UPDATE: I have a much better way to block the Google Web Preview bot from being tracked as a visitor in SiteCatalyst. The original solution I had posted here, required a block of code to be placed at the very top of the s_code file, and your account ID was put into a function call. Then when the s_code was fired, a function would first check the user agent of the visitor to see if it was the Google Web Preview bot, and if so then swap out the account ID with a blank value. The SiteCatalyst code would still fire, but when Omniture received the image request it would get discarded because of the missing account ID. The more I thought about this I figured there had to be a better way. No reason to execute all the s_code javascript and fire off the beacon call when I don’t want that visitor (Google) to be tracked. So after a little brainstorming I came up with a new and improved way to do this. Now when the user agent is determined to be the Google Web Preview bot, then the SiteCatalyst code is prevented from even firing (how it should have been originally). Even better, this can now be done by simply adding a tiny bit of code to the plugin’s section of your s_code file, right next to all your other plugin code. Thats it. No other changes need to happen. No code at the top of the page, no adding calls to functions in the account variable. Just cut, paste, and done.

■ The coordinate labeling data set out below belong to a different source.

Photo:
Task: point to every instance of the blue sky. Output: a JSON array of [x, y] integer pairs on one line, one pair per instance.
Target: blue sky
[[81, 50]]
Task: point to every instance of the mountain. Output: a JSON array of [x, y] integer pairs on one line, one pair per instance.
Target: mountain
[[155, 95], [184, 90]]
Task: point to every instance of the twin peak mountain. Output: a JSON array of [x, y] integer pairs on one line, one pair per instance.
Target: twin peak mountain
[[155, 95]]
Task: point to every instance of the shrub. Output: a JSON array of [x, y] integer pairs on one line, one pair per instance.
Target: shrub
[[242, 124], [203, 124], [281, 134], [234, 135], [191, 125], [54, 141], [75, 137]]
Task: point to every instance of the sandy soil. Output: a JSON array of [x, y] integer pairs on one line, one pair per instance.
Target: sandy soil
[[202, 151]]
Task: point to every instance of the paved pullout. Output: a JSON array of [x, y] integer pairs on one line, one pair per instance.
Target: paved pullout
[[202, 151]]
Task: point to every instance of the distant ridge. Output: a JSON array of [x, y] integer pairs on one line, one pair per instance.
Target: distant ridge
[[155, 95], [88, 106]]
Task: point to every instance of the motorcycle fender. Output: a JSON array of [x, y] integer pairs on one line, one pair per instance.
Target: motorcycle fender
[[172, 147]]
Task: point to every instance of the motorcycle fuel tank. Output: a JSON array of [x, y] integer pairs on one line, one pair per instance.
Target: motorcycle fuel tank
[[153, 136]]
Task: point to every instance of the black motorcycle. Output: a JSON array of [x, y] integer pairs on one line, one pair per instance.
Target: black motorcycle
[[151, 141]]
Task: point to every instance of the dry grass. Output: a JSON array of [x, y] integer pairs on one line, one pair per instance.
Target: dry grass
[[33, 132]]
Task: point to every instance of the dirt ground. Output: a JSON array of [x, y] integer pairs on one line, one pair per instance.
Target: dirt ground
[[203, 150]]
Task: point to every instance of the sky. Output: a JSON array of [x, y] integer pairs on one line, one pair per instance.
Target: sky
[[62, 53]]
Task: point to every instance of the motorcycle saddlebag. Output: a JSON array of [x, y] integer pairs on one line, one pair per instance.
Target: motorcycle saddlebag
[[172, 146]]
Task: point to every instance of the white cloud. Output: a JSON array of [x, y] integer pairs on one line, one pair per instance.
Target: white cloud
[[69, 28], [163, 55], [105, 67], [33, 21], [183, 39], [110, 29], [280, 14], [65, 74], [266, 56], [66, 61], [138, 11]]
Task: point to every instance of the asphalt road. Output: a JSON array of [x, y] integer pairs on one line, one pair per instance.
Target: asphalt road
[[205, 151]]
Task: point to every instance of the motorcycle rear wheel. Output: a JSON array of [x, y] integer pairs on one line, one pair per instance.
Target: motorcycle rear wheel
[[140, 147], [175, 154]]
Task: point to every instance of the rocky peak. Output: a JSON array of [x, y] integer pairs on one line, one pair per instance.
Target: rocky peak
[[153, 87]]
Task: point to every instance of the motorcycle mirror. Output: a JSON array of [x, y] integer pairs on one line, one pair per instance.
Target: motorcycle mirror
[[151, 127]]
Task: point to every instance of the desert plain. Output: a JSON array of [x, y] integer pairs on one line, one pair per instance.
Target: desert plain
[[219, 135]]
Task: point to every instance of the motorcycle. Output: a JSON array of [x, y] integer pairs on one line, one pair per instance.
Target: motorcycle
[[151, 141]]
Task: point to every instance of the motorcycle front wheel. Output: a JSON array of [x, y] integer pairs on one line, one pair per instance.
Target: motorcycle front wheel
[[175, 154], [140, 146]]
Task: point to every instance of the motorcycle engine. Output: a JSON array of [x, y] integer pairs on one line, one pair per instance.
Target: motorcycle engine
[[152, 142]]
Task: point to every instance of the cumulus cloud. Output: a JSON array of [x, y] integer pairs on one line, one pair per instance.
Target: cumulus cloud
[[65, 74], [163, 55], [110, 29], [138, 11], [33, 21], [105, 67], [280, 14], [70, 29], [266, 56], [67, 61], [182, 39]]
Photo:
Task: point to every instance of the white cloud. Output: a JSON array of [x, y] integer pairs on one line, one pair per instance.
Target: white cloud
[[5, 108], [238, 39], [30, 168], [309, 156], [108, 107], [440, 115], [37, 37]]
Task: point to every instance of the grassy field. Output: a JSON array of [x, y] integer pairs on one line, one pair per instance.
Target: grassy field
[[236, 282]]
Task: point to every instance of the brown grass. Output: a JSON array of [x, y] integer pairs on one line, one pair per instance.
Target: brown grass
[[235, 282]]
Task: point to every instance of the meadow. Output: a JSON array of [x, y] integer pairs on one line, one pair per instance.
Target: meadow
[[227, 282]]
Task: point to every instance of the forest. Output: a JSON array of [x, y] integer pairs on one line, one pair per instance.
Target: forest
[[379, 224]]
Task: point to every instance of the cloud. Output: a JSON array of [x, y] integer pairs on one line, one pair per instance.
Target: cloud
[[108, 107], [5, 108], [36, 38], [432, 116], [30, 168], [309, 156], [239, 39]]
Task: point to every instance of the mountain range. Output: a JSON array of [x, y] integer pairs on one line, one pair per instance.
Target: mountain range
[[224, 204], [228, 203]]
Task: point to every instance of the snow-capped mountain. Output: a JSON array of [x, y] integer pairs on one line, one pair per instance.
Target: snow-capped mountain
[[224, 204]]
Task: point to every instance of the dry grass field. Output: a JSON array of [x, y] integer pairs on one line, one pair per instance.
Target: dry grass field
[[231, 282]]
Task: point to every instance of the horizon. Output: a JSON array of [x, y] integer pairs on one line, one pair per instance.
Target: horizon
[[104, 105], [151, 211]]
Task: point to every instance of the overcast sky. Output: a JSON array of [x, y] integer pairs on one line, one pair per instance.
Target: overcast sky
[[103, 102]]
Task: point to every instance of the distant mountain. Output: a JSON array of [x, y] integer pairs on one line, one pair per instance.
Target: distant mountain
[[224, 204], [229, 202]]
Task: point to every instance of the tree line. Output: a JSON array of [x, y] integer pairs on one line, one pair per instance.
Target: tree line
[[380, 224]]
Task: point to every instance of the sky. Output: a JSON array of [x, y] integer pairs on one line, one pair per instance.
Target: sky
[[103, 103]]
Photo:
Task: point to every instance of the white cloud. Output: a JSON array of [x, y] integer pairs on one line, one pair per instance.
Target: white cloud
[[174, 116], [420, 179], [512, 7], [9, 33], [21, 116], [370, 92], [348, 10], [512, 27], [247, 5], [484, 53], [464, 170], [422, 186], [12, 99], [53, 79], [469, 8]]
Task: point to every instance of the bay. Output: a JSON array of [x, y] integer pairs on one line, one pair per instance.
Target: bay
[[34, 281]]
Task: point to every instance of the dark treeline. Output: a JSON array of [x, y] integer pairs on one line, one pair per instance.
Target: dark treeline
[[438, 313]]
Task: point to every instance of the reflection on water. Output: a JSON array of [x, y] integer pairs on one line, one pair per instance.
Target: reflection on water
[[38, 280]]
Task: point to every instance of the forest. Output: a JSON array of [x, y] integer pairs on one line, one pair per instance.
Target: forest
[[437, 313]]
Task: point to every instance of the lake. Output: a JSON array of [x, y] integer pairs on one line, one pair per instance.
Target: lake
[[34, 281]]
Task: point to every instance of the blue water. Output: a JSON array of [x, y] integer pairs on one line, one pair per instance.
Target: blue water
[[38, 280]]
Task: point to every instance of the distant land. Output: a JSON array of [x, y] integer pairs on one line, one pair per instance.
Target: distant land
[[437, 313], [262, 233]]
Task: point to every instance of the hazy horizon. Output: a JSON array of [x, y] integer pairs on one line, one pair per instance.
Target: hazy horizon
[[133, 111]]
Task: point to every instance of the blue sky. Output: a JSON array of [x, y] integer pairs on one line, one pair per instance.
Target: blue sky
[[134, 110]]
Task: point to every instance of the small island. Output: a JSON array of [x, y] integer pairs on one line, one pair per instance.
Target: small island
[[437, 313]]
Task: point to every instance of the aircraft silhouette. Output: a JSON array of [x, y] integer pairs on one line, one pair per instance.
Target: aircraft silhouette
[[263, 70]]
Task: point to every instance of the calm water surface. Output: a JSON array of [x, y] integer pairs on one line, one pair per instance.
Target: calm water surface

Here is the code. Just add this right next to all of your other plugins.

 *  Block the Google Web Preview Bot from firing SiteCatalyst code
if(s.u.toLowerCase().indexOf('google web preview')!=-1){s.t=function(){}}

If you are using the original version from below make sure you remove it. And as with any code, make sure you fully test it before deploying to a live site.

Google Instant Preview, designed to show you a visual preview of your search results, rolled out in early November 2010. You now have the ability to click a small magnifying glass icon next to each search result to get a snapshot of what the page looks like.
Google Instant Preview

Seems like a pretty helpful feature, but how do they do it? Well it would appear that Google has a new spider that crawls the web and takes snapshots of each page in its results. In order for them to get an accurate look at what the page looks like, this new bot needs to able to execute JavaScript. Here is the problem. Since it is executing JavaScript that means it is also firing off the SiteCatalyst code and is being counted as another visitor and is registering page views.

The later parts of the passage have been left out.